A former Rockport fire chief is suing the town for wrongful termination, claiming his dismissal hearing 10 months before retirement was “ridiculing, disparaging and defamatory.”
ROCKPORT, MA— Former Fire Chief James Doyle has filed a wrongful termination lawsuit against the town of Rockport in federal court.
In the complaint, Doyle’s attorney characterizes the termination hearing at which the chief was fired as “ridiculing, disparaging and defamatory,” and which transpired just 10 months before he retired from the department.
Doyle was fired by the Board of Selectmen in February for allegedly violating a “last chance” agreement he made with the town. The agreement was made after a March 2019 incident where Doyle engaged in a verbal altercation with one of his subordinates while both were off the clock. It stated that if the selectmen terminated Doyle for another fireable offense, he would be unable to challenge the ruling.
In November 2020, Doyle received a termination letter from Town Administrator Mitch Vieira citing “neglect of duty.” The biggest accusation — Doyle allegedly failed to log financial transactions for paid fire inspections. All unlogged money was accounted for, however, according to an audit conducted that October.
The 59-page complaint, which was filed by Doyle’s attorney Liam O’Connell (his son-in-law) on June 17, addresses this issue and a number of other complaints they make against town officials.
“Asst. Police Chief (Mark) Schmink illegally changed Chief Doyle’s processes and procedures, which involved more and more computer-generated work that Chief Doyle had not previously done,” reads the complaint. “The town never provided Chief Doyle with any training on the use of computers or computer programming.”
Despite this claim, the complaint alleges Doyle had indeed produced the documents required for the financial audit — “three manila folders with inspection records and Excel spreadsheets.” This assertion was made by Doyle at his termination hearing. Selectman Paul Murphy asked why Doyle didn’t bring the documents to the hearing to prove his innocence. O’Connell said the documents were “in (Doyle’s) office…as they have been for 22 years” but Doyle could not retrieve them as he was “really beaten down by Mr. Schmink” at the time, who was also serving as the emergency service director.

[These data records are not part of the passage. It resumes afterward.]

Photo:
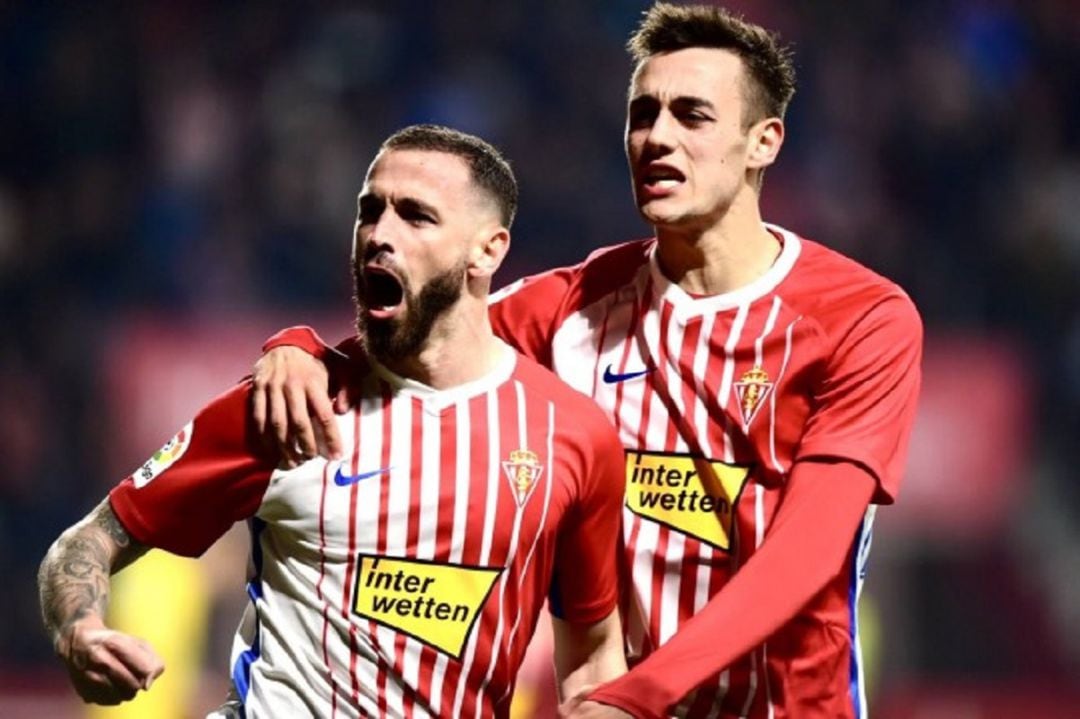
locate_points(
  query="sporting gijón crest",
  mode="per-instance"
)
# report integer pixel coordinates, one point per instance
(752, 390)
(523, 471)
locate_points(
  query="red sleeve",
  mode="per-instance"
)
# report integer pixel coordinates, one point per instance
(210, 475)
(585, 582)
(811, 536)
(865, 406)
(525, 313)
(300, 336)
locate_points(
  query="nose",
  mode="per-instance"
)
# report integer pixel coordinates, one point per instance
(661, 133)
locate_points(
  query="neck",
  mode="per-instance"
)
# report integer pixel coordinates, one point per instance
(725, 256)
(460, 349)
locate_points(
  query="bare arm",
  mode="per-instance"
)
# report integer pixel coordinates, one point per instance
(105, 666)
(586, 654)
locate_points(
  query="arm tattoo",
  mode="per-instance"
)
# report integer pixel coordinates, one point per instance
(73, 578)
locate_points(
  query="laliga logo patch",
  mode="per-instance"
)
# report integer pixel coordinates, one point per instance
(432, 602)
(691, 494)
(523, 471)
(164, 457)
(752, 390)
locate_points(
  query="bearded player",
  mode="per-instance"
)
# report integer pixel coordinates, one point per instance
(406, 579)
(764, 388)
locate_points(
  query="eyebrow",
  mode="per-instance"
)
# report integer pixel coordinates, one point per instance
(416, 204)
(683, 102)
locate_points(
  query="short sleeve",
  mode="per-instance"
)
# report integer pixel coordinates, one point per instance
(584, 584)
(210, 475)
(865, 403)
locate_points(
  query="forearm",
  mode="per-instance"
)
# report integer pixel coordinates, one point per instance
(804, 550)
(73, 578)
(588, 655)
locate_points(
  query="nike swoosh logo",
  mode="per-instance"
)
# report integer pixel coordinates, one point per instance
(611, 377)
(346, 479)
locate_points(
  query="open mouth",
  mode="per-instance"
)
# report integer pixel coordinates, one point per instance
(662, 178)
(383, 293)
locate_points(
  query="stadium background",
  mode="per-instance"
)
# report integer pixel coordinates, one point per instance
(177, 179)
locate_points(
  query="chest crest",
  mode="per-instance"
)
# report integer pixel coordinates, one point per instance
(752, 390)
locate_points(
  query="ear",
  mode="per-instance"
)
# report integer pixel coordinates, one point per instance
(488, 253)
(765, 139)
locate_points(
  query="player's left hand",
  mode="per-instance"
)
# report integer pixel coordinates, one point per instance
(579, 707)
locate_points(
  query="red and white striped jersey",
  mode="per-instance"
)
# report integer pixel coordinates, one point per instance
(715, 398)
(407, 579)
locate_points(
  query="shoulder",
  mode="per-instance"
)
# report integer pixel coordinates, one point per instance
(579, 414)
(838, 293)
(601, 272)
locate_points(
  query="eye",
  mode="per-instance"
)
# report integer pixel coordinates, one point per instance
(640, 118)
(692, 118)
(368, 211)
(417, 216)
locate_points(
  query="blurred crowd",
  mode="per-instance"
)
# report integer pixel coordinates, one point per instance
(181, 160)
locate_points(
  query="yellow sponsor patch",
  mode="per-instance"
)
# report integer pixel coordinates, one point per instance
(691, 494)
(435, 604)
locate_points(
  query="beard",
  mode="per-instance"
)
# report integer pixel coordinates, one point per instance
(403, 337)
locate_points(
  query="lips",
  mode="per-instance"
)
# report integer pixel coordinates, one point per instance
(383, 293)
(659, 180)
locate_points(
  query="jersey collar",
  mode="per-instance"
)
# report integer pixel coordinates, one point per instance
(686, 304)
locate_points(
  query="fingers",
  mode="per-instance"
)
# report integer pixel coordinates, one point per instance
(279, 424)
(325, 423)
(291, 407)
(112, 667)
(138, 658)
(302, 435)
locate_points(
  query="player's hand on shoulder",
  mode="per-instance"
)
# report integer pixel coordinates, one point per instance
(579, 707)
(292, 406)
(108, 666)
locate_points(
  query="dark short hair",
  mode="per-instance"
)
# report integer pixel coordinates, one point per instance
(488, 168)
(666, 27)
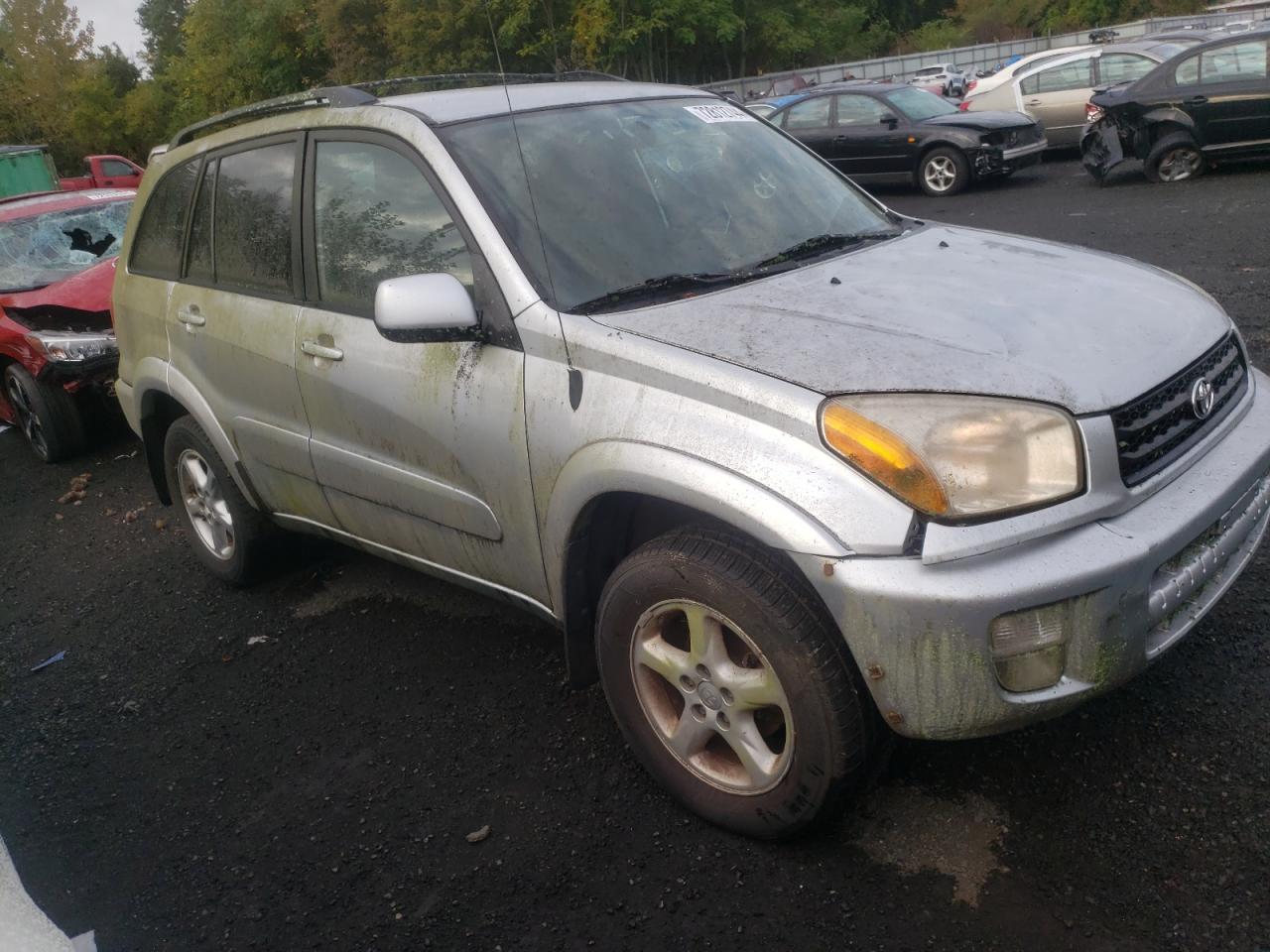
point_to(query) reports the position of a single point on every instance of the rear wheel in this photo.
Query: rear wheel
(729, 684)
(944, 172)
(227, 535)
(46, 414)
(1175, 158)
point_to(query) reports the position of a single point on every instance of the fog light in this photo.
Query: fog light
(1029, 648)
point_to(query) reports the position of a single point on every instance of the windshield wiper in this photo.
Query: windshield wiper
(658, 287)
(820, 245)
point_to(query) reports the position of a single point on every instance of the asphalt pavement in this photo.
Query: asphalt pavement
(298, 766)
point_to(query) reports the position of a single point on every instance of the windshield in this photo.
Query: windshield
(46, 248)
(638, 191)
(919, 104)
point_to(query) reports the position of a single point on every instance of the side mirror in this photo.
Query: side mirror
(425, 307)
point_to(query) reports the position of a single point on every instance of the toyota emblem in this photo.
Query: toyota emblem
(1202, 399)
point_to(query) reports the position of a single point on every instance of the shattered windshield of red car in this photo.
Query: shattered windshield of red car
(46, 248)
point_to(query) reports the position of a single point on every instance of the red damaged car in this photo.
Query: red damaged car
(58, 348)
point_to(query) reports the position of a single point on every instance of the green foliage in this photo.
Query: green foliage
(206, 56)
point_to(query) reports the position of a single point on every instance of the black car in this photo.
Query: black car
(901, 132)
(1206, 104)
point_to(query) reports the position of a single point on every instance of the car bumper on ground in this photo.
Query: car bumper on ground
(1130, 587)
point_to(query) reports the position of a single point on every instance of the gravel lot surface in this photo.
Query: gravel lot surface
(175, 785)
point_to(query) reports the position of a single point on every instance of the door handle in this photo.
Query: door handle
(327, 353)
(190, 316)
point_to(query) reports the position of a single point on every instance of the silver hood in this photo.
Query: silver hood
(947, 308)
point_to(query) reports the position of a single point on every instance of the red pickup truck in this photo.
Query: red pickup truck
(104, 172)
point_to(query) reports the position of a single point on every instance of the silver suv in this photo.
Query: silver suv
(789, 470)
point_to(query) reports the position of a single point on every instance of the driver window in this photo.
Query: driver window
(377, 217)
(808, 114)
(860, 111)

The suit names the selectmen, Vieira, police Chief John Horvath and Schmink as defendants. It alleges the selectmen fostered a political environment where Vieira, Horvath and Schmink, “were illegally allowed to consolidate power whilst receiving large salaries and stipends, for positions the Board of Selectmen never had the authority to create and that were made in violation of Massachusetts law.”